II. La valeur et la portée: cohérence avec l’économie de la procédure collective et incidences pratiques

A. Une solution fidèle à l’égalité des créanciers et à la centralisation
L’arrêt confirme une lecture protectrice et orthodoxe de l’article L. 622-21, au service de l’égalité des créanciers et de la prévention des courses individuelles. En substituant la formule « n’y a lieu à référé » à une interruption pure et simple, la cour clarifie le contentieux résiduel en appel et évite une survivance artificielle des demandes.
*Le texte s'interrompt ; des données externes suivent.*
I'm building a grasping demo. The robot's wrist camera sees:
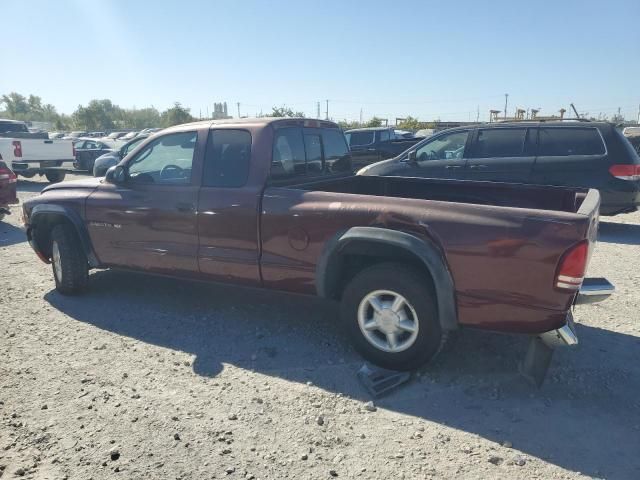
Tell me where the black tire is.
[51,224,89,295]
[44,172,66,183]
[340,263,443,370]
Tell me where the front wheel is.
[44,172,66,183]
[341,263,442,370]
[51,224,89,295]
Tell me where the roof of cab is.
[168,117,340,132]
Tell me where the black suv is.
[361,121,640,215]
La cohérence est renforcée par l’exigence d’une décision passée en force de chose jugée avant l’ouverture, seule de nature à échapper à l’interdiction, ce que l’ordonnance de référé d’août 2024 ne satisfaisait pas.

B. Incidences pour les baux professionnels: stratégie des acteurs et voies disponibles
La portée pratique est nette pour les contentieux locatifs affectés par une ouverture postérieure à une ordonnance de référé non définitive. Le bailleur doit déclarer sa créance, renoncer aux poursuites individuelles préexistantes et, le cas échéant, déplacer le débat vers les voies propres à la procédure collective. L’action en résiliation demeure envisageable si des causes autonomes et postérieures d’inexécution surviennent, dans le respect des contrôles spécifiques. À l’inverse, le preneur bénéficie d’une neutralisation immédiate des mesures résolutoires pour arriérés antérieurs, la formule « Dit n’y avoir lieu à référé » rétablissant l’office du juge de la procédure. L’équilibre se fait donc par la centralisation des intérêts en présence, sans priver durablement les parties de leurs droits, mais en ordonnant leur exercice selon les formes collectives.

Source : Cour de cassation – Base Open Data « Judilibre » & « Légifrance ».